Introduction
Artificial intelligence (AI) is an absolute hot topic and might be the most intensively discussed subject in recent times, not only for autonomous driving and IoT applications, but also, or even particularly in the field of medicine. AI stimulates computer-based processes in manifold ways, with this issue of Visceral Medicine highlighting some of them from an expert point of view and in respect to the current literature. AI methods promise to provide a revolutionary progress in almost all fields of medicine; however, as a new, somehow obscure and elusive technology, at least for non-experts, they do also rise concern and caution. Fear of the unknown is a natural attitude of our species and served as a guarantor to survive in face of wild animals and poisonous fruits and might also be found in the context of AI. However, reservation and skepticism are often aligned to missing, or more to the point, to layman knowledge, while elucidation and information cure for it. The following expert discussion thus aims at nothing else as to provide expert sights on the topic of AI, or better sights from experts of different areas in order to allow for a profound und unprejudiced perception.

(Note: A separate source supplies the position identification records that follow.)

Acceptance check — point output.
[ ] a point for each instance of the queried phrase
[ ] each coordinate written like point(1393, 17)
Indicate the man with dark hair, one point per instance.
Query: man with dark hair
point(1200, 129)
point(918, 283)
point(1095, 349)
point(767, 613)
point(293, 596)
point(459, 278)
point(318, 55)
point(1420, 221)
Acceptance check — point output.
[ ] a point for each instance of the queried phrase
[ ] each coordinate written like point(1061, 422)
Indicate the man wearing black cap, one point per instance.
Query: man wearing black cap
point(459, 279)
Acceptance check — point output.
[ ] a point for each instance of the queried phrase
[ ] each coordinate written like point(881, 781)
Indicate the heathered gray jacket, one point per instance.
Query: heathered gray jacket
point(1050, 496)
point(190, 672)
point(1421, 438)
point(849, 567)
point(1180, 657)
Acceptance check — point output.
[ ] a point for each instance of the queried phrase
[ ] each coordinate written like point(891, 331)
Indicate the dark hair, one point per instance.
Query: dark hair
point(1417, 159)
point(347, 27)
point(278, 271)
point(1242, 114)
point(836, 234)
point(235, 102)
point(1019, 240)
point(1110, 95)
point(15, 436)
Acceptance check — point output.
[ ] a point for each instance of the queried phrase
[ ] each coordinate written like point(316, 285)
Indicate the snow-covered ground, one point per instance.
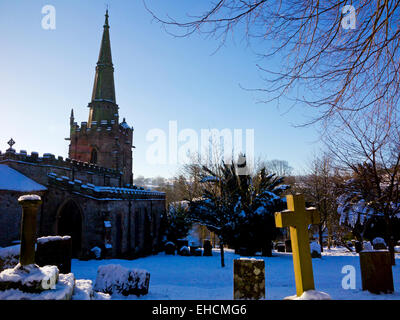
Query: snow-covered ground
point(202, 278)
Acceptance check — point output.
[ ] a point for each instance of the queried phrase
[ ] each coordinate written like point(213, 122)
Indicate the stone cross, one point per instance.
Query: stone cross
point(298, 217)
point(30, 204)
point(11, 142)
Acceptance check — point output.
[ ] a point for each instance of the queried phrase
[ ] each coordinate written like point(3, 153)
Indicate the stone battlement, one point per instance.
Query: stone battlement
point(102, 126)
point(103, 192)
point(49, 159)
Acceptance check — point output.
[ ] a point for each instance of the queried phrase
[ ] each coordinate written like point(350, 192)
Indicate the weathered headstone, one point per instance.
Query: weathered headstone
point(55, 250)
point(181, 243)
point(193, 250)
point(315, 250)
point(169, 248)
point(207, 248)
point(184, 251)
point(288, 245)
point(248, 279)
point(376, 271)
point(26, 276)
point(246, 252)
point(379, 244)
point(298, 217)
point(30, 205)
point(358, 246)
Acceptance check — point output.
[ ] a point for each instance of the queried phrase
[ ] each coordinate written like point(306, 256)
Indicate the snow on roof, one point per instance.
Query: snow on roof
point(12, 180)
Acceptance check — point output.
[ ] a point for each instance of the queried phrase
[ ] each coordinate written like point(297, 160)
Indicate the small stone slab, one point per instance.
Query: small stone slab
point(248, 279)
point(83, 290)
point(29, 278)
point(54, 250)
point(376, 271)
point(62, 291)
point(310, 295)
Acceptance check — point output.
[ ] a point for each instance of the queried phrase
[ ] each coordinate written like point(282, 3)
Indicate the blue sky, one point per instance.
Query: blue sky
point(158, 78)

Fortunately, we succeeded to allure five renown experts for this interdisciplinary discussion who were all asked to answer a few selected questions. With specialists of visceral surgery, gastroenterology and computer science, and one representative from the European Commission Expert Group on AI and one from industry, we hopefully could illuminate this topic from all relevant directions enabling the completion of a well-balanced essay. The following discussion summarizes the provided expert opinions in an integrative fashion.
What Are the Areas of Medicine That You Think Can Benefit Most from AI?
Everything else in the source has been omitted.